From a transport ship floating in Cuba’s Bay of Pigs, CIA operative Grayston Lynch knew the U.S. mission to overthrow Fidel Castro was faltering. The Cuban exiles he had brought with him had abandoned their posts, so he grabbed the boat’s recoilless rifles and machine guns and began firing at the aircraft overhead.
On a day of chaos and infamy in April 1961, Lynch would soon understand the consequences of his shooting. He had fired on his agency’s own planes, which were trying to protect the U.S.-led Cuban exiles invading the island from being slaughtered by Castro’s forces. “We couldn’t tell them from the Castro planes,” Lynch later explained.

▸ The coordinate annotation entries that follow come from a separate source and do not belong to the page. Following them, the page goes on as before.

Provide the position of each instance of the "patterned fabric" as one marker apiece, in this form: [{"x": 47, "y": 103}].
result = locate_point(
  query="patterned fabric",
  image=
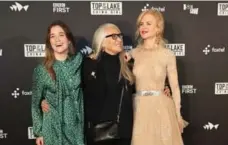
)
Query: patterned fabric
[
  {"x": 156, "y": 118},
  {"x": 63, "y": 123}
]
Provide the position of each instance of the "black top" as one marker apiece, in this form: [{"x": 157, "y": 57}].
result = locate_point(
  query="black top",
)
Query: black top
[{"x": 102, "y": 92}]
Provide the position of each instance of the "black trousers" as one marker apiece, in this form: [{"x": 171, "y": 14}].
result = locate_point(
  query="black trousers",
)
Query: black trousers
[{"x": 123, "y": 141}]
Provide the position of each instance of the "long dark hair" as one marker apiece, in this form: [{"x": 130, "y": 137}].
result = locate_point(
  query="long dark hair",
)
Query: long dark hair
[{"x": 49, "y": 53}]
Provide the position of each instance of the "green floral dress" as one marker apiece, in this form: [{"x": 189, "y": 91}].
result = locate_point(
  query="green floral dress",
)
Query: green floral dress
[{"x": 63, "y": 123}]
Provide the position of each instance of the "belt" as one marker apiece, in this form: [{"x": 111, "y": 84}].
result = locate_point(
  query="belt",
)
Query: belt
[{"x": 148, "y": 93}]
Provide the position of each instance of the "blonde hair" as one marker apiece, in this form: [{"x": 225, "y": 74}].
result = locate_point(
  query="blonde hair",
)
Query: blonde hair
[
  {"x": 97, "y": 47},
  {"x": 160, "y": 25}
]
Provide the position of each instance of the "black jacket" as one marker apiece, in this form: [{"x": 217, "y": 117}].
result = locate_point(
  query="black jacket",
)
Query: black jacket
[{"x": 102, "y": 107}]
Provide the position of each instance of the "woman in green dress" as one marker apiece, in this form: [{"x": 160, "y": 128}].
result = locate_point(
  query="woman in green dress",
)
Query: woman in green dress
[{"x": 58, "y": 81}]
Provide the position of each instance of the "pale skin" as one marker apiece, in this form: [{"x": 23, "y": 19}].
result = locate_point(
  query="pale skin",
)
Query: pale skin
[
  {"x": 59, "y": 44},
  {"x": 147, "y": 29},
  {"x": 112, "y": 45}
]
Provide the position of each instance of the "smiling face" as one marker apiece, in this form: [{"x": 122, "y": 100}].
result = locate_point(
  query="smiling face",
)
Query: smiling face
[
  {"x": 58, "y": 40},
  {"x": 113, "y": 42},
  {"x": 148, "y": 27}
]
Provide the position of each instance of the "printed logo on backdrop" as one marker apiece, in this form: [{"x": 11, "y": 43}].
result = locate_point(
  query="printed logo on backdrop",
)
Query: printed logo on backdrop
[
  {"x": 158, "y": 8},
  {"x": 177, "y": 48},
  {"x": 17, "y": 92},
  {"x": 18, "y": 7},
  {"x": 3, "y": 135},
  {"x": 34, "y": 50},
  {"x": 208, "y": 49},
  {"x": 211, "y": 126},
  {"x": 188, "y": 89},
  {"x": 191, "y": 9},
  {"x": 30, "y": 133},
  {"x": 221, "y": 88},
  {"x": 128, "y": 47},
  {"x": 222, "y": 9},
  {"x": 60, "y": 8},
  {"x": 1, "y": 51},
  {"x": 106, "y": 8}
]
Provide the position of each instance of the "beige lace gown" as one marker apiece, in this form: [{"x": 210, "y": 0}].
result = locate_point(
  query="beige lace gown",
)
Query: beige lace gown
[{"x": 156, "y": 117}]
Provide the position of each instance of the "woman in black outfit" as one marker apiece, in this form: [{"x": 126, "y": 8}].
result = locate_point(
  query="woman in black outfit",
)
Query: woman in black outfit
[{"x": 104, "y": 73}]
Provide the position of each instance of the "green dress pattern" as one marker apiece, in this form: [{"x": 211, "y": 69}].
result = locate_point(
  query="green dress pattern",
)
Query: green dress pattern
[{"x": 63, "y": 124}]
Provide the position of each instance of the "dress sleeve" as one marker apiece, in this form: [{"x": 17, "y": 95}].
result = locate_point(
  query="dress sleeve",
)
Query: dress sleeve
[
  {"x": 173, "y": 81},
  {"x": 37, "y": 90}
]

The Bay of Pigs is one of America’s most infamous Cold War blunders, and it has been studied, debated, and dramatized endlessly ever since. Yet, for 50 years, details like Lynch’s story were hidden away in top-secret CIA files that were finally released this month and reviewed by NEWSWEEK.

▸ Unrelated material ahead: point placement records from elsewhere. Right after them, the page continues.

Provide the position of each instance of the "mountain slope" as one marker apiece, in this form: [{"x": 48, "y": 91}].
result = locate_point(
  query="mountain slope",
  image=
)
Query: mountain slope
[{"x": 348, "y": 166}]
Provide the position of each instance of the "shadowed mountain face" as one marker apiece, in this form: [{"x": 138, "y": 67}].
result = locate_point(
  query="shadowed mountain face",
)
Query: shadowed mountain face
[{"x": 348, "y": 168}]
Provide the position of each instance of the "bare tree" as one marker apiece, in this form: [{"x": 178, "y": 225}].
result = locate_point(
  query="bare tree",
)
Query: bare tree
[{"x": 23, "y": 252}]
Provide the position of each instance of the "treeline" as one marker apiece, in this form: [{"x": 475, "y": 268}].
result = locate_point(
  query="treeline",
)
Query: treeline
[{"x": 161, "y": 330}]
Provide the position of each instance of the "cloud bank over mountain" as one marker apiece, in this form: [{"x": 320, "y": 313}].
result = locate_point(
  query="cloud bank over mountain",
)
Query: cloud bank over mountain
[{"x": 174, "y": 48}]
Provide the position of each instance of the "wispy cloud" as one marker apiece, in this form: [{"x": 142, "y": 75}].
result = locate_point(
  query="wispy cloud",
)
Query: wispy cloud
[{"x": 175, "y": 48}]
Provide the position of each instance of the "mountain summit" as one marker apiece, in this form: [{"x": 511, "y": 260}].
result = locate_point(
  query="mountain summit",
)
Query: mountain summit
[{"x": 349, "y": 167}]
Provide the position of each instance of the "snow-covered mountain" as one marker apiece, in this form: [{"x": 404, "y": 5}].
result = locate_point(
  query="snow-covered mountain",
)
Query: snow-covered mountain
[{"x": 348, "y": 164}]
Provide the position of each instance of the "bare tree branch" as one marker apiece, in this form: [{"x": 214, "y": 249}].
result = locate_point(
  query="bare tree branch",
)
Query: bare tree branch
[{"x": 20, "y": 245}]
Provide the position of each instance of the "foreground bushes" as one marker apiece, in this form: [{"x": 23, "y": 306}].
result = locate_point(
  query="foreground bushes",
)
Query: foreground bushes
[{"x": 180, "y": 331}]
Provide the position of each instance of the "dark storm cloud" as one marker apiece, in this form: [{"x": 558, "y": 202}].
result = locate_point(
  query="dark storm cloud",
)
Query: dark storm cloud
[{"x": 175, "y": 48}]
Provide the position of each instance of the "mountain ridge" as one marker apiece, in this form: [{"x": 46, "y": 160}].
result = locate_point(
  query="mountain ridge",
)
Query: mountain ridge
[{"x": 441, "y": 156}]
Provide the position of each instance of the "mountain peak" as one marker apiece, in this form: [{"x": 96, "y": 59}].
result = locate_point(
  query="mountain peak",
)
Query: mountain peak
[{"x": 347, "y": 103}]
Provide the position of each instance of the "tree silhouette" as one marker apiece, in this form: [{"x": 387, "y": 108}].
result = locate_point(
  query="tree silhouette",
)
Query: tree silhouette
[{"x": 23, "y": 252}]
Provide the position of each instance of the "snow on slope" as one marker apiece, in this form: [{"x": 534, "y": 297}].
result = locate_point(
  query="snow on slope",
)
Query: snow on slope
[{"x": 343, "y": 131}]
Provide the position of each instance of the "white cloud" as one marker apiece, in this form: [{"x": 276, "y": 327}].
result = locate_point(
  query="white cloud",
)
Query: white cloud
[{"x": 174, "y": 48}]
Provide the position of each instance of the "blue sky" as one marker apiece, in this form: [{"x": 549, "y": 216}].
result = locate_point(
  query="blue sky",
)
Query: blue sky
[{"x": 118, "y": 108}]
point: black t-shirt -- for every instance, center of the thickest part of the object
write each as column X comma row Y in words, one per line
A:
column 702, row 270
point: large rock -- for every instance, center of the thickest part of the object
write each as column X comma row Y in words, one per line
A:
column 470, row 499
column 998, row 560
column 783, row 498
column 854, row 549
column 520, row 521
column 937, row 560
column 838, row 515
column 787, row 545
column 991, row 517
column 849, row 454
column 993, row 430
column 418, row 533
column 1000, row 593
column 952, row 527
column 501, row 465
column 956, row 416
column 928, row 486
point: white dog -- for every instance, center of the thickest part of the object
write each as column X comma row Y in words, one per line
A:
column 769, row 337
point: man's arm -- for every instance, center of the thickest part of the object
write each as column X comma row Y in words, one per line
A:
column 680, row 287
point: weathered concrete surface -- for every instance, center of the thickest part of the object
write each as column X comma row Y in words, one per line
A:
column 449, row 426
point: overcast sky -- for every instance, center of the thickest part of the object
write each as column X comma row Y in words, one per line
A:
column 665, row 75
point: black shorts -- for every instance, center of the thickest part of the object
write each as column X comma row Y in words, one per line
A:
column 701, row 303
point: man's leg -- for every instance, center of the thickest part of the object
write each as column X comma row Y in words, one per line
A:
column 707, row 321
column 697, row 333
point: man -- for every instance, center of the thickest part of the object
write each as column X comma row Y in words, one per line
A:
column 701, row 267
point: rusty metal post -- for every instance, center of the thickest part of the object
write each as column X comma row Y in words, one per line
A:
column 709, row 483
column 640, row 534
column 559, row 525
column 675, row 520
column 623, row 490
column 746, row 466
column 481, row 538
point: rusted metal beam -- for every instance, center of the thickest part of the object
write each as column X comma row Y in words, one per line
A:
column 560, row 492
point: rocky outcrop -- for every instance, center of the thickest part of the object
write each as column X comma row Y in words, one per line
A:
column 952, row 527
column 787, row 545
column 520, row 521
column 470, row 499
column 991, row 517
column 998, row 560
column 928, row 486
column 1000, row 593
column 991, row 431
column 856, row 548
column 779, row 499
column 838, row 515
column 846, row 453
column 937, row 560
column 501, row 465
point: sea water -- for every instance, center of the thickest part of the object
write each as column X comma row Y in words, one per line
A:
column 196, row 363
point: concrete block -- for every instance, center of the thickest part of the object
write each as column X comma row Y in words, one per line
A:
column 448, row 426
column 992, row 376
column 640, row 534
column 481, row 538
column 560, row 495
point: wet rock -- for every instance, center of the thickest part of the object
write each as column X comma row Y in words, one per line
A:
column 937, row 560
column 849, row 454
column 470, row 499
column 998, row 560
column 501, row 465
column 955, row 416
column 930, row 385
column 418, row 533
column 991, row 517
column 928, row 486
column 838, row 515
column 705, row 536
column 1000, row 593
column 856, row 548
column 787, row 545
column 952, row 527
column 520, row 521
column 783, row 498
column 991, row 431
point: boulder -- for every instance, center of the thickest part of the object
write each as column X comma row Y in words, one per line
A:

The CIA’s official history of the Bay of Pigs operation is filled with dramatic and harrowing details that not only lay bare the strategic, logistical, and political problems that doomed the invasion, but also how the still-green President John F. Kennedy scrambled to keep the U.S. from entering into a full conflict with Cuba.
The disclosure is the handiwork of the dogged researcher Peter Kornbluh and his Washington-based National Security Archive. The right-to-know group used the Freedom of Information Act and lawsuits to force the CIA to release all its major documents on Kennedy’s failed efforts to overthrow Castro, who this month turned 85 and stands as a living reminder of America’s failure to repel communism on an island just 90 miles from Florida.
Written by then–CIA chief historian Jack Pfeiffer between 1974 and 1984, the five-volume history—the last volume of which remains classified—seeks to spread the blame beyond the agency to the State Department and White House, while confirming that the invasion was even more disastrously handled than previously known.